The brewing industry generates a substantial amount of by-products rich in polyphenols, carbohydrates, sugars, sulfates, nitrogen compounds, organic carbon, and several elements, including chlorine, magnesium, and phosphorus. Although limited quantities of these by-products are used in fertilizers and composts, a large amount is discarded as waste. Therefore, it is crucial to identify different ways of valorizing the by-products. Research regarding the valorization of the brewery by-products is still in its nascent stage; therefore, it still has high potential. Herein, we report the valorization of the brewery by-product from the filtration stage of the brewing process (BW9) to synthesize silver nanocomposites as this waste has remained largely unexplored. The BW9 nanocomposites have been compared to those obtained from the brewery product B. The chemical composition analysis of BW9 and B revealed several organic moieties capable of reducing metal salts and capping the formed nanoparticles. Therefore, the brewery waste from stage 9 was valorized as a precursor and added to silver-based precursor at various temperatures (25, 50, and 80 °C) and for various time periods (10, 30, and 120 min) to synthesize silver nanocomposites. The nanocomposites obtained using BW9 were compared to those obtained using the main product of the brewing industry, beer (B). Synthesized nanocomposites composed of AgCl as a major phase and silver metal (Agmet) was incorporated in minor quantities. In addition, Ag3PO4 was also found in B nanocomposites in minor quantities (up to 34 wt.%). The surface morphology depicted globular nanoparticles with layered structures. Small ball-like aggregates on the layer representative of Ag3PO4 were observed in B nanocomposites. The surface of nanocomposites was capped with organic content and functional groups present in the brewery products. The nanocomposites demonstrated high antibacterial activity against Escherichia coli (E. coli), with BW9 nanocomposites exhibiting a higher activity than B nanocomposites.

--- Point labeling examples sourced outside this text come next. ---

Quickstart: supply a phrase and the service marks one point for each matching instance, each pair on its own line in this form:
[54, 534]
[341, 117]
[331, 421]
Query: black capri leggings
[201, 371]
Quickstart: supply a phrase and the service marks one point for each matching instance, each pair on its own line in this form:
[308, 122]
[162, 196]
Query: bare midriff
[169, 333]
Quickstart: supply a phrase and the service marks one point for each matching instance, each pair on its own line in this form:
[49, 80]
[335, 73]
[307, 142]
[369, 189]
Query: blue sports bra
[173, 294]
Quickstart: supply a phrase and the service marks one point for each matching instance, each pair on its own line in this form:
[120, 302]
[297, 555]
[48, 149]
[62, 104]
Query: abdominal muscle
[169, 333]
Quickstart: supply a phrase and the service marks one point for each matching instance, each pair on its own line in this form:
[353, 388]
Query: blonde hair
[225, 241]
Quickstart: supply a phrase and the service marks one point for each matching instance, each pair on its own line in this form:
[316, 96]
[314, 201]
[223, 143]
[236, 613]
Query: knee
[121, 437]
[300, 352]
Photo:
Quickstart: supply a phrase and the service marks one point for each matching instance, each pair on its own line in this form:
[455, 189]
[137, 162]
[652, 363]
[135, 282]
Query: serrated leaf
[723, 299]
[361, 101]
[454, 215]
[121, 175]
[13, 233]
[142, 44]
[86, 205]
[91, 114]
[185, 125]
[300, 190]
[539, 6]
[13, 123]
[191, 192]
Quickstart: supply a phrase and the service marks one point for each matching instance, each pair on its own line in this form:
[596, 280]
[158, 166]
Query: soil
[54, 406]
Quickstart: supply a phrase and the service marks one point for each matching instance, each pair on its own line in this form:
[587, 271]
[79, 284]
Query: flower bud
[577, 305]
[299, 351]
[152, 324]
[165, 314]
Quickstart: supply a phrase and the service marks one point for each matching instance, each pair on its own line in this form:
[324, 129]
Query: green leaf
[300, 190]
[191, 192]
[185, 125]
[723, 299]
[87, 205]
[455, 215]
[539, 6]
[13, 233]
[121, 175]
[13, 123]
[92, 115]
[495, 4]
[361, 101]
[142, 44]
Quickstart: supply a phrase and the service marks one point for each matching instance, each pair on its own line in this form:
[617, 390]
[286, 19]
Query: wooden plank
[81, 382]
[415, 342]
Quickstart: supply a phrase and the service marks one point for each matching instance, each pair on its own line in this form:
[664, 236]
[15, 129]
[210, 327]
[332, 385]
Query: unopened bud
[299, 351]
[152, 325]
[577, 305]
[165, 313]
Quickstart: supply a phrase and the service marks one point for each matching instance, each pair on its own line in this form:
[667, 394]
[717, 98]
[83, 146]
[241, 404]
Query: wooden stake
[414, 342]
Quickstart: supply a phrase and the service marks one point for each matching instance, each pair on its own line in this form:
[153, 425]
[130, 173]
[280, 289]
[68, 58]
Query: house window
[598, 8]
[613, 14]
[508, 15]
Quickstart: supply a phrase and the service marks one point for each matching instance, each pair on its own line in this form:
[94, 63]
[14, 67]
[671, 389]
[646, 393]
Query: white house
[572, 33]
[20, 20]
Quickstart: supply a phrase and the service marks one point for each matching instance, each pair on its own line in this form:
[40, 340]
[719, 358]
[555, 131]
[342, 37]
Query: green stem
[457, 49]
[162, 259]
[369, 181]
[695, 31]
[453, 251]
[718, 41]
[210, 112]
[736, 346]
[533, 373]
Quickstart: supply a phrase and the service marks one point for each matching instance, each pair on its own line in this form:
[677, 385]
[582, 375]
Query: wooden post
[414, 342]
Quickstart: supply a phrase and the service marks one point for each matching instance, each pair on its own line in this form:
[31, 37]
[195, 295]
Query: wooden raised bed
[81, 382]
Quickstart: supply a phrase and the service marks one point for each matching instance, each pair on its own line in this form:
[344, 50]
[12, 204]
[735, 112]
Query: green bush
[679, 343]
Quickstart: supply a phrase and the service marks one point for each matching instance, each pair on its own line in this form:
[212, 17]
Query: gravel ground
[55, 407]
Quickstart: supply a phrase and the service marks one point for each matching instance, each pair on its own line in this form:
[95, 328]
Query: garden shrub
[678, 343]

Valorization of Brewery Wastes for the Synthesis of Silver Nanocomposites Containing Orthophosphate.

Brewery wastes from stage 5 (Wort precipitate: BW5) and stage 7 (Brewer's spent yeast: BW7) were valorized for the synthesis of silver phosphate nanocomposites. Nanoparticles were synthesized by converting silver salt in the presence of brewery wastes at different temperatures (25, 50, and 80 °C) and times (10, 30, and 120 min). Unexpectedly, BW7 yielded Ag3PO4 nanoparticles with minor contents of AgCl and Ag metal (Agmet). Contrastingly, BW5 produced AgCl nanoparticles with minor amounts of Ag3PO4 and Agmet. Nanocomposites with different component ratios were obtained by simply varying the synthesis temperature and time. The morphology of the nanocomposites contained ball-like structures representative of Ag3PO4 and stacked layers and fused particles representing AgCl and Agmet. The capping on the nanoparticles contained organic groups from the brewery by-products, and the surface overlayer had a rich chemical composition. The organic overlayers on BW7 nanocomposites were thinner than those on BW5 nanocomposites. Notably, the nanocomposites exhibited high antibacterial activity against Escherichia coli ATCC 25922. The antibacterial activity was higher for BW7 nanocomposites due to a larger silver phosphate content in the composition and a thin organic overlayer. The growth of Agmet in the structure adversely affected the antimicrobial property of the nanocomposites.